あーあの雑居ビルか。俺は身体を起こし、立ち上がった。
「君。こんな所で寝てちゃダメじゃないか。そもそもここは立ち入り禁止の筈だが?」
どうやら、このビルの警備員の人みたいだ。
「すみません」
俺は頭を下げた。
地面に転がっているリュックを拾い上げると、もう一度、警備員に頭を下げて、逃げるように屋上を出た。
非常階段を降りる。ここは? 俺は戻ってきたのか?
非常階段を降りると、そこに広がる街並みは俺の知っている2028年の記憶と合致していた。
俺は戻ってきた! 恐らく成功したんだ!
俺はガッツポーズをした。
冷静になり、周りを見ると、冷ややかな目で俺を見ていることに、気づき、俺は恥ずかしくなって、その場を後にした。
「葵は無事なのか!?」
スマホを確認した。
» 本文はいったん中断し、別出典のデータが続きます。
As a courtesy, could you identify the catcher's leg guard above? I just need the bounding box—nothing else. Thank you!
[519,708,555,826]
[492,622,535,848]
しかし、そこには葵のメールも着信も登録も何もなかった。
博人や麻美、絵理も登録の跡はなかった。しかしこのスマホ使えるのか? アンテナも立ってないじゃないか。
「やっぱり失敗だったのか……てか、あれは夢だったのか……」
とにかく、一度家に帰るしかないか。阿依も一人で待っていることだし。おそらく、ご飯を作って、待っているはずだ。
俺は新宿駅から中央線に乗り、三鷹駅で下車し自宅へと向かった。